Given that he is in the public eye, and has changed a lot from the young bloke who headbutted amps until his forehead bled, I ask Angry if he ever feels pressured to be who people expect him to be.
“Nup!” he replies quickly. “But one of the learning curves for a young person is that you do get trapped for a while – hopefully it’s only for a while – into being what you think people think you should be. And then there’s a moment of realisation at some point in your life, usually after a point of trauma.
“I remember talking to a trauma surgeon years ago, when I was working with hospitals. He said, ‘You know, trauma is an amazing thing. It can be life-changing and people can just become so much better for it. They really come into themselves.’ Trauma releases people from years and years of being trapped inside. Trauma can be conducive to something very positive.”

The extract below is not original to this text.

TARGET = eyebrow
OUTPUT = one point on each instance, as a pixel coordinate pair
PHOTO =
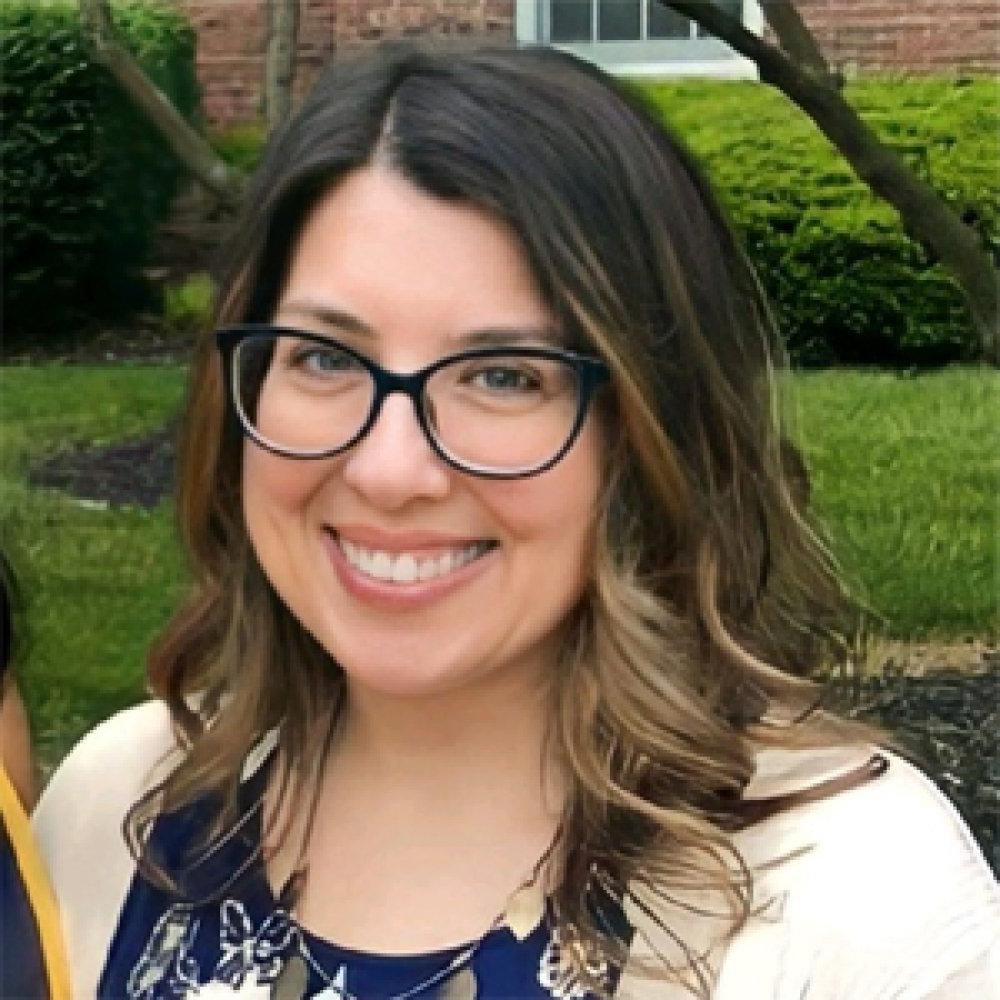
(546, 334)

Despite all the spiritual talk, Angry informs me that he has no intention of slowing down, gracefully retiring or getting old.
“I caught up with Angus [Young, from AC/DC] a while ago, when my band was doing the support for Guns and Roses. We hadn’t seen one another for at least twenty, maybe thirty years. We were standing backstage catching up having a bit of a chat and I said, ‘One of these days we should do a blues album together.’ He said, ‘Yeah, let’s wait until we get old.’ Pretty funny, these blokes in their late 60s talking about when they get old – which says something about our attitude. We don’t acknowledge the idea that, supposedly, if you’re in your late 60s you’re traditionally required to retire gracefully.”
According to Angry, an important part of living a full life is embracing what comes, and doing so with a good attitude.
“To go back to Thomas Moore, spirit is the spirit of life. The soul is what life can become, so you can add to it to subtract from it. If you’re a person who looks at life with negativity, who always looks at the dark side of life, your soul diminishes. If you’re a person who embraces life, enjoys life and lives life to its fullest, that’s your soul, and it grows. To have a full life, going back to depression and those kind of things, you can’t just experience one emotion, which is love. You can’t just experience one emotion, which is peace. You have to experience all the emotions, and then you’ve lived a full life.”
I end our chat with the question I like to leave until last, because it’s a tough one. I ask him how he defines himself – his true self, beyond the rock star or humanitarian persona.
He answers simply: “A living question. And defiant.”